Veja um exemplo de polissemia num teste de racismo:

Num galinheiro havia 30 galinhas.
Um negão levou 10 galinhas.
Quantas galinhas ficaram no galinheiro?

Resultado:
Se você respondeu 20 galinhas: você é racista.
Se você respondeu 40 galinhas: parabéns!
Se havia 30 e o negão levou (mais) 10, ficaram 40 galinhas.

O teste levou em conta que verbo levar pode ser entendido de duas formas: levar como furtar ( para o “racista”) ou levar como dar algo.
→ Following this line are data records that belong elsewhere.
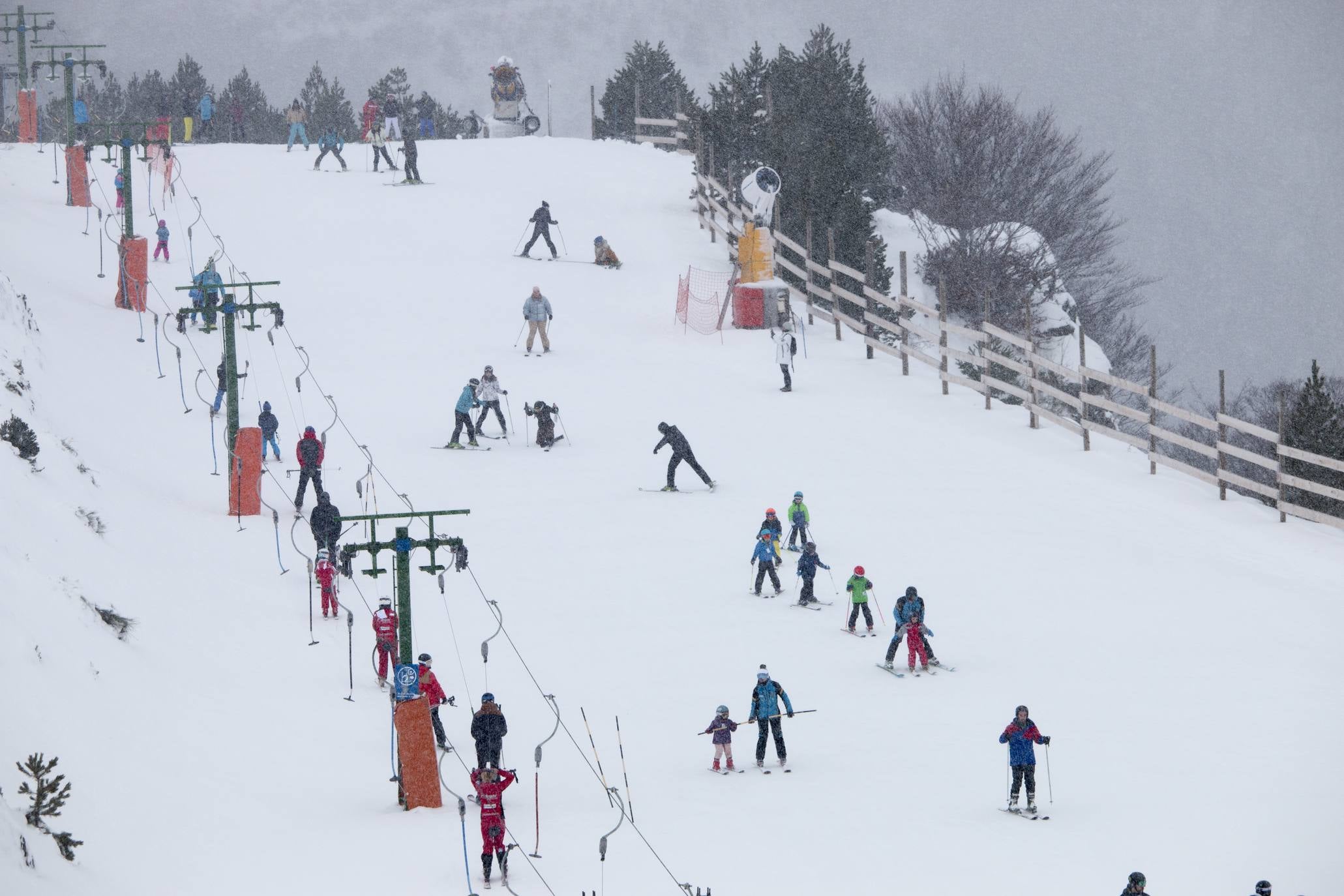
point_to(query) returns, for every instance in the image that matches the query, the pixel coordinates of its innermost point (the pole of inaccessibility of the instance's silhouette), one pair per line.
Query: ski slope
(1179, 651)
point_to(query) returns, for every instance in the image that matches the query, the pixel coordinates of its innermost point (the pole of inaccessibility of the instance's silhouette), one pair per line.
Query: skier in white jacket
(783, 340)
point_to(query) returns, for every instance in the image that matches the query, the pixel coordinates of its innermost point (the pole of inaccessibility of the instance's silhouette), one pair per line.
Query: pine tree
(663, 91)
(1316, 425)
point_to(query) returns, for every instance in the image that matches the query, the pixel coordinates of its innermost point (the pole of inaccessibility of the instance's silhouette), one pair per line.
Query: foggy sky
(1225, 119)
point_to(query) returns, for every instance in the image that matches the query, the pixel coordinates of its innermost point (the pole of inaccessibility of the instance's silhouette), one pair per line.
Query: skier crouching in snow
(722, 728)
(490, 785)
(807, 569)
(765, 712)
(545, 425)
(1021, 735)
(764, 556)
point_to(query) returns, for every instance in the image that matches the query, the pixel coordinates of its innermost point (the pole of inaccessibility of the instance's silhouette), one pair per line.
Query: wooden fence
(1083, 400)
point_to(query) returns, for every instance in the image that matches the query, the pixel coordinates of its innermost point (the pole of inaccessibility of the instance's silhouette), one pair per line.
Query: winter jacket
(537, 308)
(722, 730)
(765, 700)
(858, 589)
(488, 727)
(310, 452)
(674, 437)
(1019, 736)
(430, 687)
(490, 389)
(467, 400)
(808, 563)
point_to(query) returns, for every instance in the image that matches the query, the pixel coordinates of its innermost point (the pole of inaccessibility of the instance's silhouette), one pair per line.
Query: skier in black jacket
(542, 222)
(680, 452)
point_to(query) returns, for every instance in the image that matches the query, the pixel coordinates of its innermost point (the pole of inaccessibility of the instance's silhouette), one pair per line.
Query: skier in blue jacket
(463, 415)
(765, 712)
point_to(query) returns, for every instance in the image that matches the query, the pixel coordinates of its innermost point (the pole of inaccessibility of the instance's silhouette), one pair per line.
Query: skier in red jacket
(385, 633)
(325, 574)
(490, 794)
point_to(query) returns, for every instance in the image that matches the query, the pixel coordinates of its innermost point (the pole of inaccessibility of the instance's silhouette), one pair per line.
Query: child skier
(325, 574)
(800, 519)
(163, 239)
(722, 728)
(545, 425)
(807, 569)
(765, 556)
(858, 589)
(1019, 735)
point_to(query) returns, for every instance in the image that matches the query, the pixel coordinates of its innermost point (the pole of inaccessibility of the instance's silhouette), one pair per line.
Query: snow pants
(1030, 774)
(854, 614)
(762, 728)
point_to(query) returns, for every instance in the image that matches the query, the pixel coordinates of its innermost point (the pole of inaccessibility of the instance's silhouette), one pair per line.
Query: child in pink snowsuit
(722, 728)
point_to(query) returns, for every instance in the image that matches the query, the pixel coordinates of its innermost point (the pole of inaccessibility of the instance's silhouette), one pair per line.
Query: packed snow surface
(1182, 652)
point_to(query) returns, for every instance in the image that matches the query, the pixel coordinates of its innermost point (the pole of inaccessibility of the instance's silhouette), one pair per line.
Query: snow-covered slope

O verbo “levar” possui muitos outros sentidos. O dicionário Houaiss eletrônico registra alguns:
a)      carregar consigo: sempre levava seus documentos na carteira.
b)      Afastar de um local: levou dali o desordeiro.
c)      Vestir: levava um roupão de seda sobre o pijama.
d)     Ser alvo de um castigo: se esse menino não ficar quieto, acaba levando.
e)      Ter na memória: levava saudades ao partir.
f)       Carregar o peso, aguentar: levou toda a responsabilidade do erro.
g)      Demorar: levou horas para se vestir.
h)      Considerar: leva tudo na brincadeira.
i)        Receber: levou uma quantia enorme naquela transação.
j)        Conter: é necessário que o documento leve a assinatura do diretor.
k)      Matar: a bebida o levou.
l)        Servir de meio de transporte: o aqueduto levava água à cidade.
m)    Entregar algo: levou-lhe boas notícias.
n)      Apresentar, exibir: o Teatro Municipal vai levar O Auto de Mofina Mendes.
o)      Viver: levava a vida de um rei.


" O bom leitor lê sentidos. Quanto mais a criança se apegar ao sentido, melhor leitora ela será." (Marina Colasanti)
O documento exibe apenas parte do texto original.